Anne looked so sad when she finally left. I wanted to say something, to comfort her, to tell her everything would be all right. Instead I stood behind the front door, waiting until I could no longer hear the engine, and went into Dad’s room. It was empty. The only signs he’d been there were the scratches on the floor from the heavy wheels of his hospital bed, and the remains of Blu-Tack on the wall where I’d stuck photos. All the beeping, pulsing machines were gone. He was barely cold before the hospital reclaimed them. The recliner was gone too, although he’d never managed to sit up for long enough to enjoy it. Except for the box in the shed, his worldly possessions had either gone to the Salvos or the tip.

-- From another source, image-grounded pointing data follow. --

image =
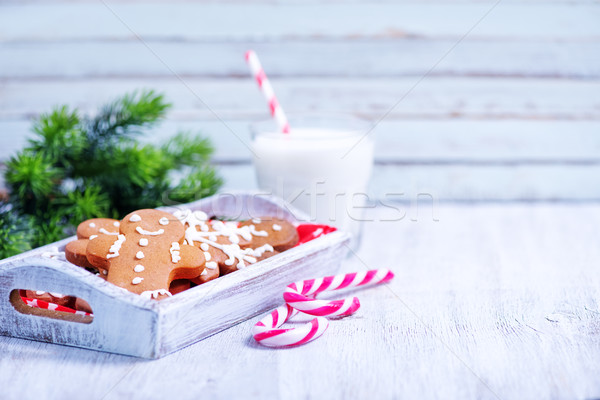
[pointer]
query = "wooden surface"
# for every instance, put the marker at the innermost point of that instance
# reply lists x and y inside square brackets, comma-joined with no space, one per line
[483,100]
[489,302]
[131,325]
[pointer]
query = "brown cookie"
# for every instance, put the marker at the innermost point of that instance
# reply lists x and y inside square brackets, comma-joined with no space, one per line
[279,233]
[147,255]
[75,251]
[179,285]
[96,226]
[229,266]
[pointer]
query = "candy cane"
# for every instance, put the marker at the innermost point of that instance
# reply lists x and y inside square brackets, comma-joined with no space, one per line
[266,333]
[300,295]
[265,86]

They’d been dispatched by Anne in a fit of efficiency straight after the funeral, before I’d even been able to breathe without every cell in my lungs aching.

I sat on the floor and ran my fingers over the scratches, then I lay right where he’d lain for all those months. I tried to feel as he would have, imagined the world from flat on my back, getting thinner every day, eaten away from inside. He would have known every mark on the ceiling. I wanted to go back to my room and pull the mattress off the bed and just drag the whole lot in there, sheets and pillows and everything. I wanted to sleep in his place.

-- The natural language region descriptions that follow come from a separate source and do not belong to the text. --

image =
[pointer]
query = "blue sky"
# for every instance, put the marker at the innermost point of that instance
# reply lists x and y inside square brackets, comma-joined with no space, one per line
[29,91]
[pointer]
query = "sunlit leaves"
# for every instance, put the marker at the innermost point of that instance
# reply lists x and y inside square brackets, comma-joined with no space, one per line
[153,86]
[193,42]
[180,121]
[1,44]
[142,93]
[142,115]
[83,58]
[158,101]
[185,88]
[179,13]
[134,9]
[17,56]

Over the next few days, after I had the locks and the phone number changed, life became more peaceful. I had more important things to consider than Anne and her agenda.

Thinking of the names was the most difficult bit. I could tell the two of them apart easy enough: they were brother and sister, but even at ten weeks there was a crooked lick of white on the toes of the girl that made her unmistakable. He was the inquisitive one. Black nose into everything. I thought of calling one ‘Bill’ and the other ‘Jenny’, because then I could stand on the back steps and call out to them. ‘Bill! Jenny!’ Like they were both still with us. Mum and Dad. But I ruled that out, in case the neighbours heard and Anne had me committed. In the end, I called the boy ‘Berkshire’ and the girl ‘Hathaway’. After the publishers of World Book Encyclopaedia.

Berk and Hath loved the house. I couldn’t possibly sell it. When I brought them home, they peed from one end of the backyard to the other in a proprietorial frenzy. That first night, I spread newspaper over the floor in Dad’s room and they slept puddled around each other in one doggie bed while the other sat empty. I lay on the floor propped up on one elbow and watched them sleep. I couldn’t look away. Their loose puppy skin made fat collars around their necks. As they slept, their tiny feet hardly rested for a moment: frantic, silent running as they chased lions across the wide plains of Southern Africa. They wheezed high-pitched mews of frustration every time a dream lion evaded them. Occasionally they half-woke, blew tiny puffs of air between their black lips and nestled closer to each other.

In the early hours I went back to my own bed but was woken some time later by a soft baying. It was still dark. I rolled over to the edge of the bed and looked down. They had found me. Tracked me, I guess, from my smell. My bed was strangely tall; it seemed I was looking down on them from quite a height. Four keen eyes stared up, reflecting the moonlight that threaded through the high window above my bed. The dogs looked different from up here. I perched in my bed, listening to them bay: so low, I froze to hear it. I had a distant memory of running, the feel of my legs pumping across an open plain. I understood better than anyone the feeling of being trapped. Of climbing high in a tree for salvation only to find there is no way down. And below me the dogs kept watch, calling in their low voices, waiting for their master.